Roland Bless: "Darknet" - Hort der Kriminalität oder der Freiheit

  • Datum: 10.05.2017
  • Sehr geehrte Damen und Herren,

    der Tag der globalen Informationsgesellschaft am 17. Mai (World Telecommunication and Information Society Day, WTISD 2017) zeigt, welchen Stellenwert moderne Informationstechnologien in unserem Alltag bereits einnehmen. Forscher des Karlsruher Instituts für Technologie (KIT) arbeiten an vielfältigen Aspekten der Digitalisierung bis zu deren gesellschaftlichen Auswirkungen etwa von Internet, Industrie 4.0, Smart Data oder auch Darknet.

     

    Mit dem Begriff „Darknet“ verbinden viele dunkle Geschäfte mit Drogen, Waffen und anderen illegalen Aktivitäten, die in den dunklen Ecken des Internets stattfinden. Die Wirklichkeit ist banaler: „Zunächst einmal bezeichnet der Begriff „Darknet“ lediglich einen Teil des Internets, bei dem die Identität der Teilnehmer im Dunkeln bleibt und dessen Inhalte die meisten Suchmaschinen nicht kennen“, sagt Dr. Roland Bless vom Karlsruher Institut für Technologie. Dieser Bereich werde auch keineswegs ausschließlich für illegale Machenschaften genutzt, so der Internet-Experte. Das Darknet sei per se weder gut noch böse, es verspreche den Nutzern im Wesentlichen eines: Anonymität.

     

    Das Darknet besteht aus Web-Servern, die über anonymisierende Netze wie Tor erreichbar sind.
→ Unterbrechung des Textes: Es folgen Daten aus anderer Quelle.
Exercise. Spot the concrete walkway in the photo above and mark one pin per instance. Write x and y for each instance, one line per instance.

Gewöhnliche Webbrowser wie Firefox, Safari oder Google Chrome können darauf gar nicht erst zugreifen. So wird verhindert, dass Dritte Informationen über den Standort beziehungsweise die Identität des Nutzers und seine Surfgewohnheiten abgreifen. „Das Tor-Netz (torpject.org) bildet als sogenanntes ‚Overlay-Netz‘ ein eigenes logisches Netz oberhalb der normalen Internetinfrastruktur und verschleiert durch die Verkettung von mehreren Tor-Servern (auch „Tor-Knoten“ genannt) von welchem Rechner oder Smartphone aus auf welche Inhalte zugegriffen wird, ebenso wie den Server- Standort. Dazu werden die Informationen entsprechend verschlüsselt, so dass ein Abhören der Kommunikation im Netz keine Rückschlüsse auf Absender oder Empfänger zulassen“, erklärt Bless. Betrieben werde das Tor-Netz von Freiwilligen, welche die nötige Infrastruktur bereitstellen.

     

    Interesse daran, sich anonym im Netz zu bewegen, haben keineswegs nur Kriminelle, sondern neben gewöhnlichen Nutzern, die Wert auf Datensparsamkeit legen, insbesondere Journalisten, Whistleblower oder auch Menschen, die in Ländern mit repressiven Regierungen leben. In der Türkei etwa nimmt sich die Regierung das Recht heraus, Webseiten zu sperren, wenn die „nationale Sicherheit“ bedroht ist. Unlängst hat es nach Sperrungen bei Twitter, Facebook, Youtube, Whatsapp oder Skype sogar die Internet-Enzyklopädie Wikipedia getroffen. Das Darknet bietet Nutzern dann die Möglichkeit, trotzdem auf die Seiten zuzugreifen. „Die Nutzer tauschen sich durch die Anonymität ungezwungener aus, insofern wird die Meinungsfreiheit dort geschätzt und Themen diskutiert, die für das normale Web zu risikoreich sind“, sagt der Informatiker, der am KIT regelmäßig Vorlesungen zu Themen wie „Next Generation Internet“, „Netzsicherheit“ und „Multimediakommunikation“ hält.

     

    Einen hundertprozentigen Schutz biete aber auch das Darknet weder Dissidenten noch Gangstern: Denn die ersten beziehungsweise letzten Tor-Server der Kette haben Kenntnis über zumindest einen der Teilnehmer. „Staatliche Stellen können daher versuchen, Tor-Knoten zu unterwandern oder zu kontrollieren“, sagt Bless. Tor-Knoten werden daher regelmäßig nach ihrer Vertrauenswürdigkeit beurteilt und verdächtige Knoten aus dem Netz ausgeschlossen. Andererseits werde es durch die Anonymisierung auch schwerer, festzustellen, welche Informationen, Angebote oder Dienste vertrauenswürdig sind, da die Identität der Teilnehmer „im Dunkeln“ bleibt. „Natürlich gibt es auch kriminelle Plattformbetreiber, die versuchen, Kunden zu prellen und dann beispielsweise Waren, die schon bezahlt sind, nicht liefern.“ Ähnlich wie bei normalen Handelsplattformen im Internet, hülfen aber Reputationslisten und Wiki-Seiten um betrügerische Angebote zu entlarven.

     

    Für weitere Informationen stellt die Pressestelle des KIT gern den Kontakt zum Experten her. Bitte wenden Sie sich an Felix Mescoli, Tel.: 0721 608 48120, felix.mescoli@kit.edu oder an das Sekretariat der Pressestelle, Tel.: 0721- 608 47414, E-Mail an presse@kit.edu.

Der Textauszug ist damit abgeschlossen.